Frequent patterns mining (frequent pattern Mining) _ Data Mining

Source: Internet
Author: User

Frequent patterns mining (frequent pattern Mining) is a kind of mining commonly used in data mining, which is a frequent pattern mining algorithm called Apriori. First look at what is called frequent mode. ~ is the pattern that often comes together, the "pattern" here is a more abstract concept, we look at a specific example, that is the famous "beer and diapers" story ~ said that in the United States have babies in the family, is usually the mother at home to look after the baby, the young father went to the supermarket to buy diapers. When a father buys a diaper, he often buys his own beer, so that the two seemingly unrelated items of beer and diapers often appear in the same shopping basket. If the young father can only buy one of these two items in the store, he is likely to give up shopping and go to another store until he can buy both beer and diapers at once. Wal-Mart found this unique phenomenon and began trying to place beer and diapers in the same area in the store, so that the young father can find the two products at the same time, and quickly finished shopping, and Wal-Mart can allow these customers to buy two items at a time, rather than one, thus obtaining a good sales income of goods, which is The origin of the "beer and diapers" story. For example, in the supermarket sales record, often found that milk and bread are often bought together, then the milk and bread of these two item often together now in the sales record, so here milk and bread is one can be seen as a frequent pattern, of course, look at the milk alone, look at the bread alone, but also frequent mode.

So frequent pattern mining is to find out these frequently occurring patterns, as for this "frequent" is how to define it.
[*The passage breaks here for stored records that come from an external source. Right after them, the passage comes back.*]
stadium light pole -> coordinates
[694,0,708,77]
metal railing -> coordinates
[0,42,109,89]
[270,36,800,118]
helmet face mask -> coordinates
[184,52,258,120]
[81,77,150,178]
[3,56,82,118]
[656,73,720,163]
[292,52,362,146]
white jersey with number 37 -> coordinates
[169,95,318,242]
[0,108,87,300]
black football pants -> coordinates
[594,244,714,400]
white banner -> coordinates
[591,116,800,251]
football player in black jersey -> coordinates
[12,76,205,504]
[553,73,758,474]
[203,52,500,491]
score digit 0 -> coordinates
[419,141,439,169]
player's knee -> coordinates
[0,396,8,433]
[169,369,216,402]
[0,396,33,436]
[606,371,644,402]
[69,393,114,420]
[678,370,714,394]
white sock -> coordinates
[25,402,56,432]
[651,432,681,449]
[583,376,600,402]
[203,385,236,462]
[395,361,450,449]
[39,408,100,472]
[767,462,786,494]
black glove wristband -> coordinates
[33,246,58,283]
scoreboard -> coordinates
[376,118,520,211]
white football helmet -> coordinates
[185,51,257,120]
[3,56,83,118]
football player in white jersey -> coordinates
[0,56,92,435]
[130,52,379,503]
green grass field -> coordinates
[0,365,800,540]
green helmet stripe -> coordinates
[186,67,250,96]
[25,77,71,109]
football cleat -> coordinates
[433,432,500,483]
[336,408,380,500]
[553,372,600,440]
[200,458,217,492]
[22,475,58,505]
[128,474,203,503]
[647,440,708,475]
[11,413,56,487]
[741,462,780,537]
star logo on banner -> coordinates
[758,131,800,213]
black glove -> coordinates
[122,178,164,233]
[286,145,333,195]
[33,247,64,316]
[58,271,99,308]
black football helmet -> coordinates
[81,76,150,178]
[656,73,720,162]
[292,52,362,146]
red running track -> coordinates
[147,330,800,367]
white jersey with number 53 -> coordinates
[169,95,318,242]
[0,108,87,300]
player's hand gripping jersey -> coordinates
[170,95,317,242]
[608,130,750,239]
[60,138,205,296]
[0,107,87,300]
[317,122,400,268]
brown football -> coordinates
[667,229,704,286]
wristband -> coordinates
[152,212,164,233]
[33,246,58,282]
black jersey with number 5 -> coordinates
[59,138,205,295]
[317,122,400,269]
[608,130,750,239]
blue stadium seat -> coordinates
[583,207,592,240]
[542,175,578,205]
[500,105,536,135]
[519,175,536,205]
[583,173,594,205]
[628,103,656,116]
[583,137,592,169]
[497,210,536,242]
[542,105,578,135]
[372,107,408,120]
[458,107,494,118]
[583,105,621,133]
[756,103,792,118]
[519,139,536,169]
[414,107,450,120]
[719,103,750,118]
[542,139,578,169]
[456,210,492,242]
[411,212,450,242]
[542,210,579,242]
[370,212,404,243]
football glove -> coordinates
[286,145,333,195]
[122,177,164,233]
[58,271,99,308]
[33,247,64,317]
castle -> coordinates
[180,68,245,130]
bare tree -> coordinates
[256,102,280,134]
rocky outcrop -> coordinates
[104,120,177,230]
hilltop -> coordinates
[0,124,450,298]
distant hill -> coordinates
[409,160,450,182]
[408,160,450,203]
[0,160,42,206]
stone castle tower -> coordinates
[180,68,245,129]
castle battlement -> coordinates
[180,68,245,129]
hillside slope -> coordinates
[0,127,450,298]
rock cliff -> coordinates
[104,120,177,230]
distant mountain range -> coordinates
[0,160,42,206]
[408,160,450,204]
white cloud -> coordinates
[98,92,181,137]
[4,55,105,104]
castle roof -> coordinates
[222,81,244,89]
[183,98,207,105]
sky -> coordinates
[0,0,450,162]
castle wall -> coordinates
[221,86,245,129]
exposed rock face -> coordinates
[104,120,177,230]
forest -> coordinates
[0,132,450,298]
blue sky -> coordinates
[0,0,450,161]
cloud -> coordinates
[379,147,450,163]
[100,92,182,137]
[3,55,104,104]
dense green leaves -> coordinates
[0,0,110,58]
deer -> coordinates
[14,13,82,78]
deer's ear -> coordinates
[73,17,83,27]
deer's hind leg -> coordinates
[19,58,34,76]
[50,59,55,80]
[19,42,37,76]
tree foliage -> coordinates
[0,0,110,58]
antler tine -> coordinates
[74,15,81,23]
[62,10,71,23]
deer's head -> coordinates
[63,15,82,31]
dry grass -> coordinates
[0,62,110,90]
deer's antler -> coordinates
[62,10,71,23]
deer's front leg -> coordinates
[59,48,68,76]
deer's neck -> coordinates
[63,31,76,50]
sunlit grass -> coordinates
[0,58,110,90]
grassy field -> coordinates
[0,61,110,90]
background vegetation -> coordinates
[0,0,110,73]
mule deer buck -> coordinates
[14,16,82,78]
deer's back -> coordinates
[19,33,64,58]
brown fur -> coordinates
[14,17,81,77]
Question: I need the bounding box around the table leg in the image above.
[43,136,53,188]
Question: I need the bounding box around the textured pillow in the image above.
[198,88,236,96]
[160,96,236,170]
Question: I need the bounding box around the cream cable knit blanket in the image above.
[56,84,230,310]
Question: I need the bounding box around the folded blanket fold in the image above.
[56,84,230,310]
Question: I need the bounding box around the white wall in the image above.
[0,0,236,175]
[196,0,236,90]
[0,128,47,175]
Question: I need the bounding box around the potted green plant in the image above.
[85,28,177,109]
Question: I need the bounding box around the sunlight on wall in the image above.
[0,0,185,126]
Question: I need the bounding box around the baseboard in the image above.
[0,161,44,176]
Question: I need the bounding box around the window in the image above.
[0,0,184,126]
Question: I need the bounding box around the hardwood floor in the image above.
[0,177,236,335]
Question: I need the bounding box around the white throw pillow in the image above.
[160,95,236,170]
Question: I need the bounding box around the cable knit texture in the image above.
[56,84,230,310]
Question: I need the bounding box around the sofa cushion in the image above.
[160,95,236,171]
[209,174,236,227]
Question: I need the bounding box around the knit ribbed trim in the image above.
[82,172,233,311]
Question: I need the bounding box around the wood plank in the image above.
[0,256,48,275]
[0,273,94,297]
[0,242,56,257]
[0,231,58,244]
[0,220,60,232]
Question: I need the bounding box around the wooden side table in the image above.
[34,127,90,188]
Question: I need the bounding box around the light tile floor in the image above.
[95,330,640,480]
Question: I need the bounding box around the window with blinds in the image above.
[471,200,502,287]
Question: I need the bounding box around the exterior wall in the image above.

That depends on the settings in the algorithm. We look at the Apriori algorithm, first of all need to introduce a few concepts to facilitate the understanding of the algorithm:

1 Support degree: Represents the proportion of an item collection appearing in the datasheet.

2 K-candidate set: a combination of frequent sets of K-1 items, the support degree is greater than or equal to the specified support degree of a set of K, for computing K frequent set use.

3 K-Item frequent set: The support degree is greater than or equal to the specified support degree containing a K-item set, calculated by the K candidate set. After reading these three definitions, is not very vacant ... I used to like to give examples, because it is easy to understand the example, the following example to see the algorithm, we will understand the above terminology is what.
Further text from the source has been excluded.